To be sure, outscoring an “average” student in Shanghai isn’t the
same as beating that country’s top performers. But BASIS students
were also found to be several years ahead of their American
classmates when it came to proficiency in basic subjects.
BASIS’ track record thus far combined with its strong showing on
the new OECD exam
“is a sign that there is something in their formula that needs to
be replicated as quickly as possible because it seems to be
producing great results,” Nina Rees, president and CEO of the
National Alliance for Public Charter Schools, told me Monday.
Charter
schools have been slowly gaining in popularity since the first
independently operated public school opened 20 years ago.

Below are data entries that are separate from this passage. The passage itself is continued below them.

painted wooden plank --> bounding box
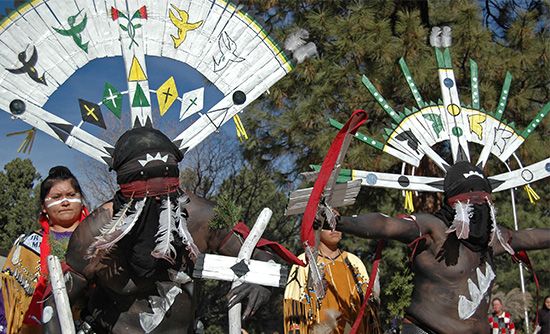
[143,0,169,57]
[438,68,470,162]
[170,0,214,68]
[193,254,286,287]
[37,0,95,68]
[353,170,443,192]
[285,180,361,216]
[229,208,273,334]
[92,0,122,57]
[71,0,107,60]
[19,4,83,86]
[175,61,292,149]
[489,157,550,192]
[0,25,53,105]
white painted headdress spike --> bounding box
[0,0,302,164]
[330,27,550,197]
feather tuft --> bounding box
[285,29,309,52]
[285,29,317,64]
[151,196,176,264]
[488,202,516,255]
[86,197,147,260]
[445,202,474,239]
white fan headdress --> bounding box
[330,27,550,198]
[0,0,302,165]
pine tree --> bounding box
[0,158,40,251]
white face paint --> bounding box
[42,306,53,324]
[45,197,82,208]
[458,262,496,320]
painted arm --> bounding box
[336,213,436,243]
[493,227,550,255]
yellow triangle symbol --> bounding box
[157,77,178,116]
[128,56,147,81]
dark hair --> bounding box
[40,166,84,204]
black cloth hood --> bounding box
[443,161,492,200]
[112,127,183,184]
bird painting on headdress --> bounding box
[495,129,513,154]
[168,5,202,49]
[6,45,48,86]
[52,9,88,53]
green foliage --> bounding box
[0,158,40,250]
[209,194,242,230]
[235,0,550,330]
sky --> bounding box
[0,0,237,177]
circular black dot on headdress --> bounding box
[521,169,533,182]
[10,100,27,115]
[233,90,246,104]
[367,173,378,186]
[443,78,455,88]
[397,175,411,188]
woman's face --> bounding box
[42,180,82,228]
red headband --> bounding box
[120,177,180,198]
[447,191,491,206]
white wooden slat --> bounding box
[0,25,53,105]
[47,255,76,334]
[0,50,48,105]
[438,68,470,162]
[193,254,284,287]
[176,0,216,68]
[489,157,550,192]
[285,180,361,216]
[67,0,107,60]
[143,0,170,56]
[92,0,122,57]
[384,145,420,167]
[175,62,292,149]
[353,170,443,192]
[194,1,234,68]
[18,4,82,85]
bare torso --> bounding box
[406,215,494,334]
[60,195,227,334]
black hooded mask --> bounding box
[112,127,189,277]
[435,161,492,251]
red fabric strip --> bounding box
[300,110,368,247]
[447,191,491,206]
[23,206,89,326]
[233,222,306,267]
[350,240,385,334]
[120,177,180,198]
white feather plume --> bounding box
[285,29,317,64]
[285,29,309,52]
[488,202,515,255]
[151,196,177,264]
[445,202,474,239]
[292,42,317,64]
[86,198,147,259]
[176,194,200,259]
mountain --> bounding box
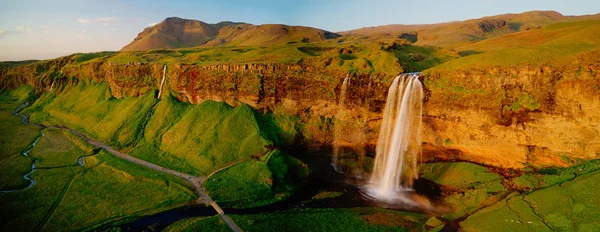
[339,11,600,47]
[121,17,340,51]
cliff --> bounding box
[0,51,600,168]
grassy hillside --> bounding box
[340,11,600,48]
[18,82,306,206]
[121,17,339,51]
[434,20,600,70]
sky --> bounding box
[0,0,600,61]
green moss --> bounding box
[312,191,344,200]
[24,82,156,147]
[0,103,40,190]
[159,101,272,174]
[506,93,540,111]
[205,150,308,208]
[419,162,502,188]
[31,129,92,168]
[166,208,428,231]
[44,152,196,230]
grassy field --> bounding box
[23,82,156,147]
[433,20,600,70]
[461,170,600,231]
[17,82,308,207]
[205,150,308,208]
[165,208,428,232]
[0,87,40,190]
[0,123,196,231]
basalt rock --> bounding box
[0,52,600,168]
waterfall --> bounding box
[157,64,167,99]
[367,73,423,200]
[331,74,350,172]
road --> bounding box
[56,126,242,232]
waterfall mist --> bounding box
[367,73,423,201]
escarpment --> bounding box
[0,52,600,168]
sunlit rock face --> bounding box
[0,49,600,168]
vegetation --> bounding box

Research on the success of the model is a varied as the types of
charter schools themselves. Some recent studies at the regional
and national level have found certain charter schools are making
gains with at-risk student populations. However, there is also
evidence suggesting that many charter school students
don’t do better than their peers at traditional public schools,
and many fare worse.
BASIS has plans for expansion and will open its first Texas
campus in San Antonio in August. However earlier this month the
D.C. Public Charter School Board turned down a request by BASIS
to add seats, citing the fact that about 10 percent of the
students had withdrawn since fall.
Paul Morrissey, head of BASIS’ D.C. campus, said that the student
attrition wasn’t unusual for the program’s first year. “When a
BASIS school comes into a new market, there are students who
understand and know what the workload is and what it takes to be
successful at BASIS, and there are students who are not prepared
to do that kind of work,” Morrissey said, according to a
Washington Post story.
Even if a public school is open enrollment, there is some
self-selection taking place among the student body. Magnet
schools typically require students to meet entrance requirements
and focus on intensive instruction in areas such as math,
technology, or international studies that attract already
high-achieving students. And a charter school can be “open
enrollment” by definition but still end up weeding out students
who are less likely to succeed under its model. For some kids the
academic demands are overwhelming, or there aren’t enough
extracurricular activities to meet their interests. Some families
balk at the longer academic day, additional homework and
requirements for parental involvement. That selectivity is why
the U.S. News rankings also include separate lists for
magnets and
charter schools.
So what’s the lesson from the U.S. News rankings? One message is
that there are certainly pockets of excellence among the nation’s
high schools and models well worth replicating. But the news
outlet’s list doesn’t tell us what happens to students once they
leave these elite schools: Are they more likely to enroll in
postsecondary education? How many of them require remedial
classes when they get to college? And what percentage of them
graduate on time? Shouldn’t those long-term outcomes also factor
into whether a school is judged to be successful?